Antes e depois de Lima Barreto
Gonzaga Rodrigues
Não é todo dia que se diz uma coisa destas: “Só o que nos comove e sacode aumenta a nossa cultura. Há pessoas, por exemplo, e eu me encontro entre elas, que depois de lerem Franz Kafka nunca mais são as mesmas.”
Assim escreve Ernesto Sábato, para quem, o principal problema do escritor talvez seja o de evitar a tentação de juntar palavras para fazer uma obra. E citando Claudel: “Não foram as palavras que fizeram a Odisseia, mas o contrário ”.
Isso me faz lembrar a sacudidela que recebi, há setenta anos, de Afonso Henriques de Lima Barreto, quando travei relações de profundas consequências (para mim) com a sua obra.

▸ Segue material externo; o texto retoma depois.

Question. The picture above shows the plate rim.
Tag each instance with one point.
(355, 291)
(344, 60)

Nesse tempo eu ia ser doutor, como tantos outros, mas por ingrato infortúnio, a obra de Lima Barreto cortou-me a carreira. Talvez estivesse hoje desfrutando o privilégio da bacharelice, ou das ofertas prodigiosas do mestrado ou do doutorado, mas a obra do escritor produziu-me o primeiro e grande cataclisma, para usar a expressão do próprio Sábato.
Na verdade, ninguém pode passar ileso pela obra de Kafka, como nenhuma donzela do século XVIII pôde sair-se incólume e inviolada da leitura de Voltaire ou febrilmente contagiada pelo drama de Werther. Foram obras que fizeram cabeças, comoveram, sacudiram, deflagraram revoluções e até suicídios.
Examinando bem, talvez fosse Lima Barreto (o menos difundido dos nossos grandes escritores) um dos poucos em condições de produzir no leitor brasileiro da minha juventude, isto é, da década de 1950, esses cataclismas.
Basta lembrar o Floriano Peixoto das escolas, o Marechal de Ferro da apologia oficial, e o Floriano retratado na obra de Lima Barreto, um personagem inteiramente diferente. O Coelho Neto das antologias, de quatro adjetivos para cada substantivo, e o Coelho Neto que aparece redigindo o seu próprio elogio nas redações do “Escrivão Isaías Caminha”. Havia, portanto, um Coelho Neto institucional, que era o que o país venerava, e havia um outro Coelho Neto, que era o visto por Lima Barreto. Ao ufanismo do Conde Afonso Celso, para quem o nosso céu tornou-se mais azul, contrapôs-se o velho Policarpo Quaresma, que aprendeu tupi para não falar importado. Era um nacionalista ingênuo, sem patriotadas.
Pode-se dizer que todos os grandes escritores brasileiros, antes, durante e depois de Lima Barreto, encarnaram uma realidade, sentiram e sofreram o seu mundo, foram capazes de nos transmitir esse sentimento, mas poucos chegaram a nos transformar tão radicalmente. Eles todos nos dão uma experiência de humanidade, mas Lima Barreto nos faz mais humanos porque mais reais.
Portanto, de uma coisa estou certo: na falta de autores maiores, o leitor que entrei no “Isaías Caminha” e “Gonzaga de Sá”, antes crédulo e reverente, não saiu o mesmo do outro lado. Não digo, como Sábato, que Lima Barreto me tenha aumentado a cultura, mas foi o que me revolveu e me sacudiu. Não posso dizer que, depois de Lima, eu nunca mais tenha sido o mesmo, mas o mundo, este sim, passou a ser visto com outros olhos.
A propósito, vale a pena o depoimento de Jackson de Figueiredo: “Lima Barreto é, entre nós, na verdade, o tipo perfeito do analista social. Um analista que combate, que não ficou como Machado de Assis, por exemplo, no círculo de uma timidez intelectual esquiva ao julgamento…não tem as delicadezas, as intenções filosóficas de Machado, veladas pelo sorriso do cético. Antes de tudo é um forte, arremete, chicoteia os vendilhões da dignidade nacional.”